Mit ihrem Verordnungsentwurf für ein Datengesetz (E‑DG) hat die EU-Kommission den letzten Baustein ihrer europäischen Datenstrategie vorgelegt. Das E‑DG soll regeln, wer im EWR erzeugte Daten (einschliesslich Sachdaten) nutzen darf und Zugriff darauf hat. Die EU-Kommission erhofft sich davon einen wettbewerbsfähigeren, faireren und innovativeren Datenmarkt.

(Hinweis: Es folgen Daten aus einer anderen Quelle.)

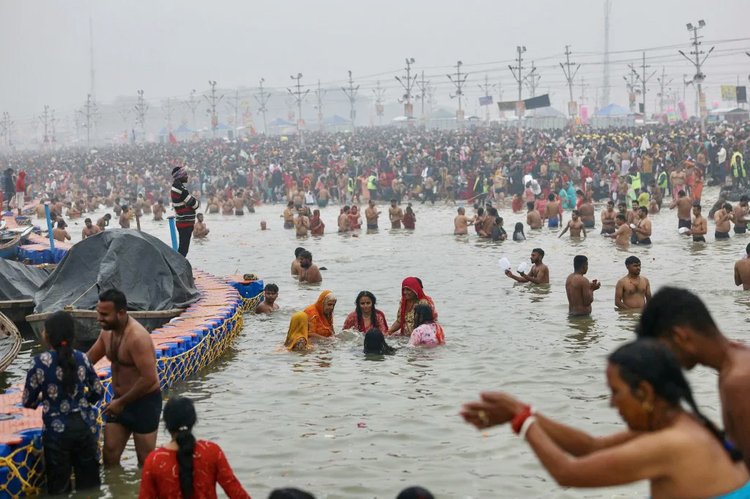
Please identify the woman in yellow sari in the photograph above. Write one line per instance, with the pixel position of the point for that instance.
(320, 315)
(297, 339)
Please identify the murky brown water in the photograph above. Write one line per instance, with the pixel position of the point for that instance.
(341, 426)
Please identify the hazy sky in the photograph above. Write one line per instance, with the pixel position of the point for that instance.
(167, 48)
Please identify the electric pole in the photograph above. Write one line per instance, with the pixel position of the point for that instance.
(408, 83)
(532, 79)
(487, 93)
(379, 109)
(262, 100)
(7, 127)
(351, 93)
(663, 82)
(192, 104)
(518, 74)
(569, 77)
(423, 86)
(699, 77)
(45, 117)
(459, 80)
(213, 101)
(299, 96)
(141, 108)
(319, 94)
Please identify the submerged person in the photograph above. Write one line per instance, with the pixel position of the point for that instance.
(64, 382)
(365, 316)
(375, 343)
(187, 467)
(320, 314)
(426, 331)
(412, 295)
(680, 452)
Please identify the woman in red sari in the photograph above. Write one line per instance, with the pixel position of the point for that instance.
(411, 294)
(366, 316)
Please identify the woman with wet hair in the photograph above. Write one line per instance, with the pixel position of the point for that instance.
(186, 467)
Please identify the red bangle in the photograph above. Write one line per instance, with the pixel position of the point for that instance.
(518, 420)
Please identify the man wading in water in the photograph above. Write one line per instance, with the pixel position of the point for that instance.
(136, 406)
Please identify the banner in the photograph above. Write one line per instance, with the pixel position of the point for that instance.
(728, 92)
(485, 101)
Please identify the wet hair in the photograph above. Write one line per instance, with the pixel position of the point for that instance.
(579, 261)
(422, 315)
(375, 343)
(116, 296)
(290, 493)
(60, 329)
(649, 361)
(415, 493)
(671, 307)
(373, 311)
(179, 418)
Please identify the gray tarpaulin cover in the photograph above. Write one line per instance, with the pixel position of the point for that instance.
(19, 281)
(150, 273)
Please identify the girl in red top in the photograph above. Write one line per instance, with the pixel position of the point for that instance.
(186, 468)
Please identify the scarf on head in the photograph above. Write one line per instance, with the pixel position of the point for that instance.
(297, 331)
(319, 323)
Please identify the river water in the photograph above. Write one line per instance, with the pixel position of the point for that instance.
(343, 426)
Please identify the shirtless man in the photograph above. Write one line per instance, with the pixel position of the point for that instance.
(740, 214)
(371, 215)
(395, 214)
(552, 212)
(199, 229)
(539, 273)
(289, 215)
(699, 227)
(578, 288)
(158, 211)
(608, 218)
(722, 219)
(642, 229)
(59, 233)
(90, 229)
(575, 225)
(632, 291)
(309, 272)
(683, 204)
(136, 405)
(301, 224)
(533, 217)
(461, 223)
(742, 270)
(681, 321)
(125, 217)
(344, 224)
(295, 263)
(268, 305)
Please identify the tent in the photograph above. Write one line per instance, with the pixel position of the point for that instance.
(613, 110)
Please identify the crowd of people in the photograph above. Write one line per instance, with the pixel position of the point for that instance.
(559, 177)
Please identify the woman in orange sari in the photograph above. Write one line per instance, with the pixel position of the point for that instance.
(412, 294)
(320, 315)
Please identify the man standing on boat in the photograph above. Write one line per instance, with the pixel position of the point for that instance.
(136, 404)
(185, 206)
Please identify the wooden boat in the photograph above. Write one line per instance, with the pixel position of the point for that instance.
(87, 327)
(10, 342)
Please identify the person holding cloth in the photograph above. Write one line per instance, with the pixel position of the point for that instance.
(185, 206)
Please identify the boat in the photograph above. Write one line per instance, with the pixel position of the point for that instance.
(87, 326)
(10, 342)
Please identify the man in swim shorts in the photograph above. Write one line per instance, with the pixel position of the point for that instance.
(135, 408)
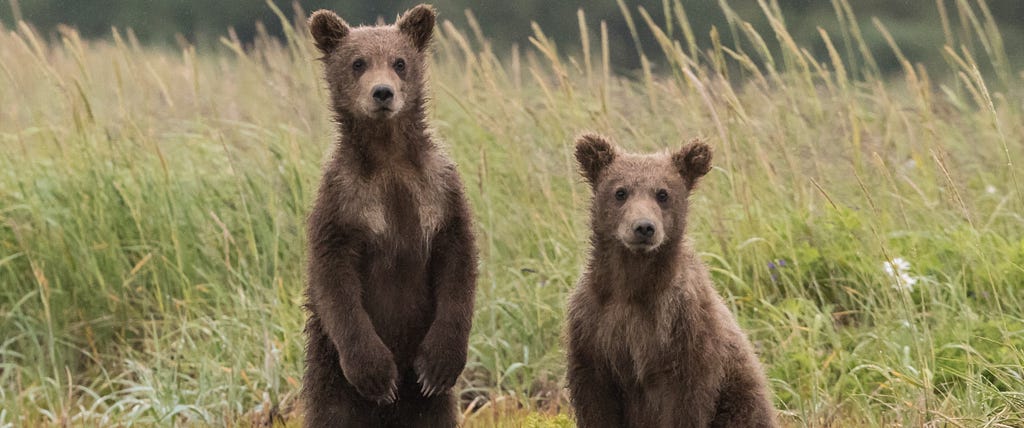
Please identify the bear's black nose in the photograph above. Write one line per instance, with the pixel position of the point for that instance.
(643, 228)
(383, 93)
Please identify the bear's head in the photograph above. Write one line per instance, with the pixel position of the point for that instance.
(640, 201)
(375, 72)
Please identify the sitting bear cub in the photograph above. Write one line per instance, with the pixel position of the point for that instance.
(650, 343)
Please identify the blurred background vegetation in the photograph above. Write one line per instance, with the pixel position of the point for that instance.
(915, 25)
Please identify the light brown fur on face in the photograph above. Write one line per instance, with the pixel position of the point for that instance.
(650, 343)
(360, 61)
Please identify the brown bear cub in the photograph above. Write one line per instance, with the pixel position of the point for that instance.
(392, 262)
(650, 343)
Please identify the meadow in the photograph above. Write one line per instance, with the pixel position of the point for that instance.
(865, 228)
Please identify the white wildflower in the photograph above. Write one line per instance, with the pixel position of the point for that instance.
(899, 269)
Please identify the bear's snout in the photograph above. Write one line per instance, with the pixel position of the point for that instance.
(383, 94)
(643, 229)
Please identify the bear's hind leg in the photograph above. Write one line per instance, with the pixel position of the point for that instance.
(329, 400)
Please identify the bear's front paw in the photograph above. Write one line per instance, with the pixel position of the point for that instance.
(438, 366)
(373, 373)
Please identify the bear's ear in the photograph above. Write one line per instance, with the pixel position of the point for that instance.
(594, 154)
(418, 24)
(692, 162)
(328, 30)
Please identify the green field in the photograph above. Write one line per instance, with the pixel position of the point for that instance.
(153, 204)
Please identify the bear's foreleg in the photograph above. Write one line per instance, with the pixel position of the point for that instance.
(335, 298)
(441, 355)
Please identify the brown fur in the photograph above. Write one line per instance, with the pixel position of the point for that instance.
(650, 343)
(392, 262)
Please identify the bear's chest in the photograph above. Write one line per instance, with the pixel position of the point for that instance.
(633, 339)
(402, 210)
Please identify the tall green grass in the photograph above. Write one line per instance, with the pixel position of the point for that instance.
(153, 202)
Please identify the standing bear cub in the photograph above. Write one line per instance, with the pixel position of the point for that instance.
(650, 343)
(392, 263)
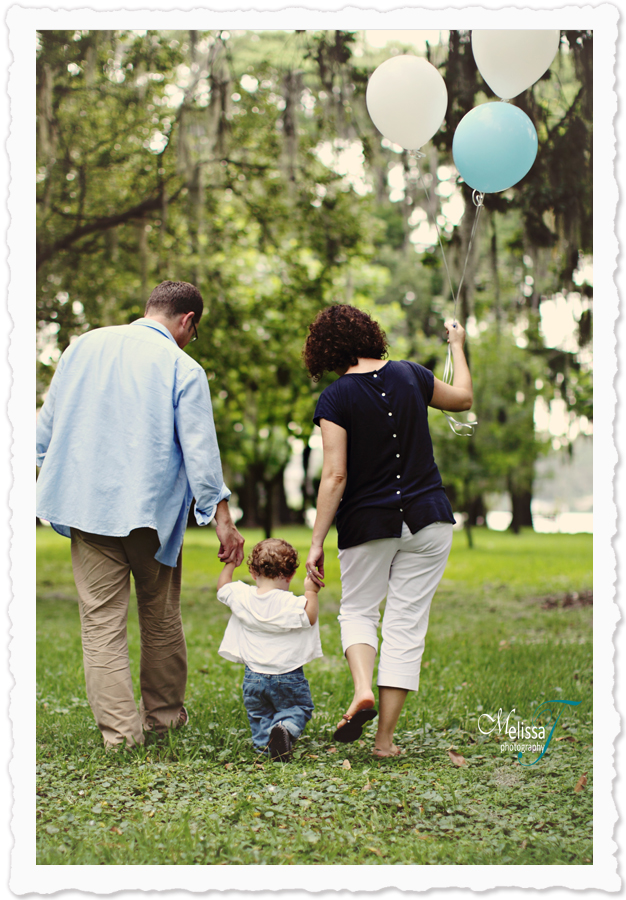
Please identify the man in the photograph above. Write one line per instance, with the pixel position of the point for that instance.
(125, 441)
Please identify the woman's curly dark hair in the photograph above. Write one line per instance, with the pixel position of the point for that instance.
(338, 336)
(273, 558)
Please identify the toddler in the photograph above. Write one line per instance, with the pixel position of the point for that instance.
(273, 633)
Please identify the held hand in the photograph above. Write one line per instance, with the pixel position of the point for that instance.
(456, 333)
(231, 543)
(315, 565)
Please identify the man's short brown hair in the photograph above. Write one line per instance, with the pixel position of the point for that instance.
(273, 558)
(173, 298)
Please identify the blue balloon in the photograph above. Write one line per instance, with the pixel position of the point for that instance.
(494, 146)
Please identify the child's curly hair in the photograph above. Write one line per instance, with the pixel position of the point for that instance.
(338, 336)
(273, 558)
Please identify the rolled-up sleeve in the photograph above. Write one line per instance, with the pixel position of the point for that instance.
(45, 418)
(196, 432)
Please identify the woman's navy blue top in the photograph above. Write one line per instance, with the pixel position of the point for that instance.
(392, 474)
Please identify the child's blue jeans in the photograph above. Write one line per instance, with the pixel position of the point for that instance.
(274, 699)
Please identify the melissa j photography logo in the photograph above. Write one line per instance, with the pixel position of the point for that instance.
(538, 733)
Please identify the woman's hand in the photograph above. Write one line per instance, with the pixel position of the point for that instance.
(315, 564)
(456, 333)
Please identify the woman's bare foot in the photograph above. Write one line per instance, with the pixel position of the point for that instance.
(390, 751)
(365, 700)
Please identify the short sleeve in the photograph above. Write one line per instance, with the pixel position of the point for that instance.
(425, 380)
(329, 408)
(231, 592)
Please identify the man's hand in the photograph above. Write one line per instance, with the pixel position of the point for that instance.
(310, 585)
(231, 542)
(315, 565)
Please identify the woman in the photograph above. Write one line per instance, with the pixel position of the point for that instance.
(394, 521)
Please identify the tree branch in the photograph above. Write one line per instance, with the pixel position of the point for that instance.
(44, 253)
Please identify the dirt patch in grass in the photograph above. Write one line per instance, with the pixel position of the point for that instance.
(567, 601)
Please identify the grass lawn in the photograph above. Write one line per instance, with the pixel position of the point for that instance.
(203, 798)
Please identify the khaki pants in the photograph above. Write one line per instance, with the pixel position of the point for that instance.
(102, 567)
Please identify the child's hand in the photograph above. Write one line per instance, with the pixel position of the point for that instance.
(226, 575)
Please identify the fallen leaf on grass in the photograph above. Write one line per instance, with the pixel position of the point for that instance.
(457, 759)
(581, 783)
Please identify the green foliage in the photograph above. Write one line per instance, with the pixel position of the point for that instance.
(204, 798)
(198, 156)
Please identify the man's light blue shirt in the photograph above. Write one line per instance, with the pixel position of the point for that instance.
(126, 438)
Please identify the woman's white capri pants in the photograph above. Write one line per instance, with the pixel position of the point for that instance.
(408, 569)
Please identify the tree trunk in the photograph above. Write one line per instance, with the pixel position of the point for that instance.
(522, 515)
(249, 498)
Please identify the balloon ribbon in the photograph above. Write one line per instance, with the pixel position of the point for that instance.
(461, 429)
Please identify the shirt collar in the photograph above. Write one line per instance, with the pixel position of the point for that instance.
(152, 323)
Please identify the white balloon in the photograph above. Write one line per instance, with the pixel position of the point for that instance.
(407, 100)
(512, 60)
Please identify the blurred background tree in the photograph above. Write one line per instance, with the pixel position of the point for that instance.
(246, 163)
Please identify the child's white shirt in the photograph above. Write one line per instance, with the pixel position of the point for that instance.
(270, 632)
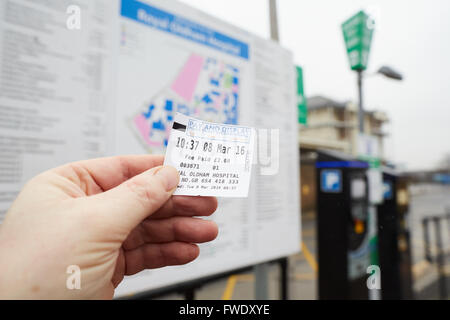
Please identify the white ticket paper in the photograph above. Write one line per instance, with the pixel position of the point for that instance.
(212, 159)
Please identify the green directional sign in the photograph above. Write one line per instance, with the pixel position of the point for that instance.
(358, 31)
(301, 99)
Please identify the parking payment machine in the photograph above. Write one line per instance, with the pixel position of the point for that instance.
(393, 238)
(342, 218)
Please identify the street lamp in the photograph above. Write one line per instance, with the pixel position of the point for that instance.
(386, 71)
(390, 73)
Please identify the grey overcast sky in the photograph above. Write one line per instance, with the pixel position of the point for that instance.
(412, 36)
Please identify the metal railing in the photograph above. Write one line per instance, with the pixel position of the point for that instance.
(439, 256)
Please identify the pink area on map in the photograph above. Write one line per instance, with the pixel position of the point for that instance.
(144, 128)
(186, 82)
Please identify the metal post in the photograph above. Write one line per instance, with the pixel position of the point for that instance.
(261, 281)
(426, 239)
(284, 284)
(273, 20)
(440, 260)
(360, 102)
(261, 270)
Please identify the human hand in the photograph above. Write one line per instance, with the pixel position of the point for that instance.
(111, 217)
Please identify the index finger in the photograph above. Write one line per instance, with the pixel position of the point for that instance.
(107, 173)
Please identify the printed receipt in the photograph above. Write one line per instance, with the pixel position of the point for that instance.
(212, 159)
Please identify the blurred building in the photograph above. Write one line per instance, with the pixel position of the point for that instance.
(333, 125)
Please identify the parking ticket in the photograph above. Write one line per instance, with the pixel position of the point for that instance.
(213, 159)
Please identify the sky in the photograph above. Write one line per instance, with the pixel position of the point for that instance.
(411, 36)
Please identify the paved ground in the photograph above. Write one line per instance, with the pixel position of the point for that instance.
(425, 201)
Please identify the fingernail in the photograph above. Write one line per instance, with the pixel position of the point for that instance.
(170, 176)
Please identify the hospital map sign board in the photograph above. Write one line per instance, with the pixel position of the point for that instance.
(114, 86)
(358, 31)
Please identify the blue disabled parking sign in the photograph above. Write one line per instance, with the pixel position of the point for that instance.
(331, 181)
(387, 190)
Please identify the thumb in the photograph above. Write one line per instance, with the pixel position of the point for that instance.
(126, 205)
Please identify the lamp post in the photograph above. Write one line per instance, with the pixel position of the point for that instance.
(386, 71)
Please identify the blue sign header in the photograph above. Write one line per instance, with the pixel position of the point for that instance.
(165, 21)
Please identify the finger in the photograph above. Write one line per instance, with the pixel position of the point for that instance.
(102, 174)
(152, 256)
(126, 205)
(185, 229)
(187, 206)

Extraterritorialer Anwendungsbereich des E‑DG
Wie die Datenschutzgrundverordnung (DSGVO) hat das E‑DG extraterritoriale Wirkung. Anders als die DSGVO findet das E‑DG jedoch auch auf Sachdaten Anwendung. Die in ihm enthaltenen Pflichten sind insbesondere relevant für schweizerische Hersteller, die vernetzte Produkte («Internet of Things») auf dem EWR-Markt anbieten. Als Beispiele nennt das E‑DSG vernetzte Fahrzeuge, Konsumgüter oder Industriemaschinen. Produkte, die primär die Darstellung oder Übertragung von Inhalten bezwecken (z.B. Tablets oder Kameras), sind hingegen nicht vom Anwendungsbereich erfasst. Ebenfalls relevant ist das E‑DG für schweizerische Anbieter mit Kunden im EWR von (i) Cloud-Services oder (ii) digitalen Services (einschliesslich Software), die für die Nutzung vernetzter Produkte erforderlich sind.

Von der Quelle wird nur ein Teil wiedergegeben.